Meta unveils a new AI supercomputer

Meta (formerly known as Facebook) has unveiled a new AI supercomputer. The company claims it will be the fastest and world's largest AI supercomputer it's fully ready by the end of 2022.

Meta calls the new AI supercomputer, AI Research SuperCluster (RSC). The company says it is already being used by Meta researchers to train large models of Natural Language Processing (NLP) and computer vision models for research. "AI can currently perform tasks like translating text between languages and helping identify potentially harmful content, but developing the next generation of AI will require powerful supercomputers capable of quintillions of operations per second," says Meta.

RSC will help Meta build better AI models that will be trained by trillions of examples, work across hundreds of different languages, seamlessly analyze text, images, and video together, be used for AR, and much more.

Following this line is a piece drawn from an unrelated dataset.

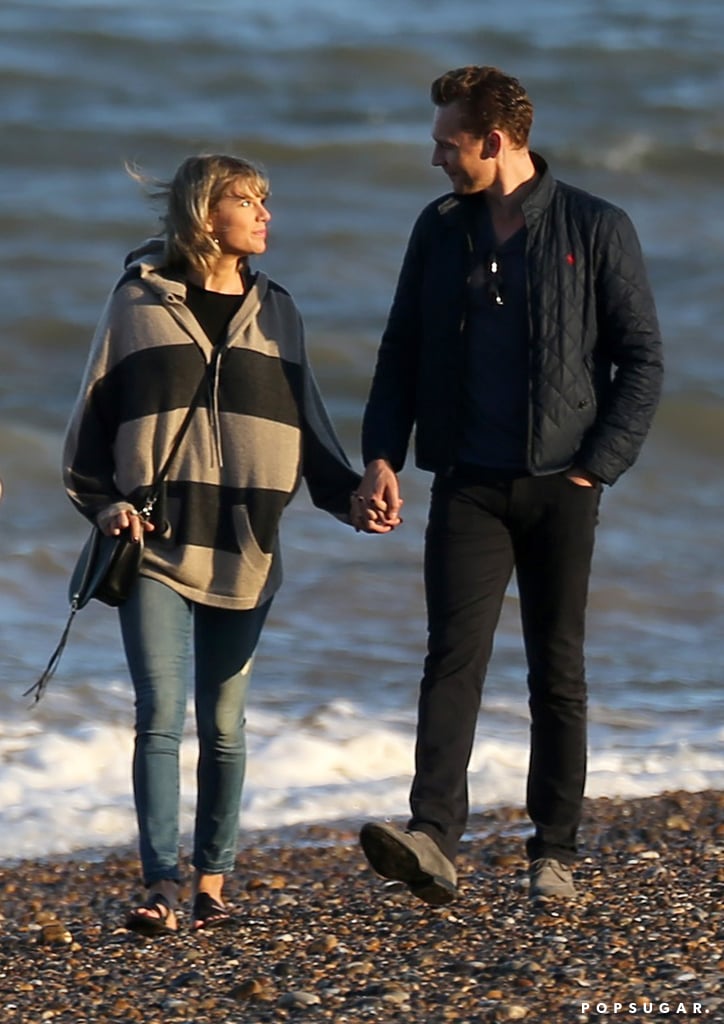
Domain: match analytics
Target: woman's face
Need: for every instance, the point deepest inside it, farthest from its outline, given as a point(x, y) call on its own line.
point(240, 220)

"We hope RSC will help us build entirely new AI systems that can, for example, power real-time voice translations to large groups of people, each speaking a different language, so they can seamlessly collaborate on a research project or play an AR game together" — Kevin Lee and software engineer Shubho Sengupta, Meta

meta ai supercomputer

Source: Meta

The current generation of RSC supercomputers has 760 NVIDIA DGX A100 systems with a total of 6,080 GPUs. Meta believes that the current generation is already among the fastest supercomputers in the world. Based on the early benchmarks, Meta says that the current RSC can run computer vision models up to 20 times faster and nine times faster than the NVIDIA Collective Communication Library.

RSC is up and running today, but its development is ongoing. Once we complete phase two of building out RSC, we believe it will be the fastest AI supercomputer in the world, performing at nearly 5 exaflops of mixed-precision compute.

Throughout 2022, Meta will work to increase the number of GPUs from 6,080 to 16,000. The company says that it will increase its throughput by 2.5 times.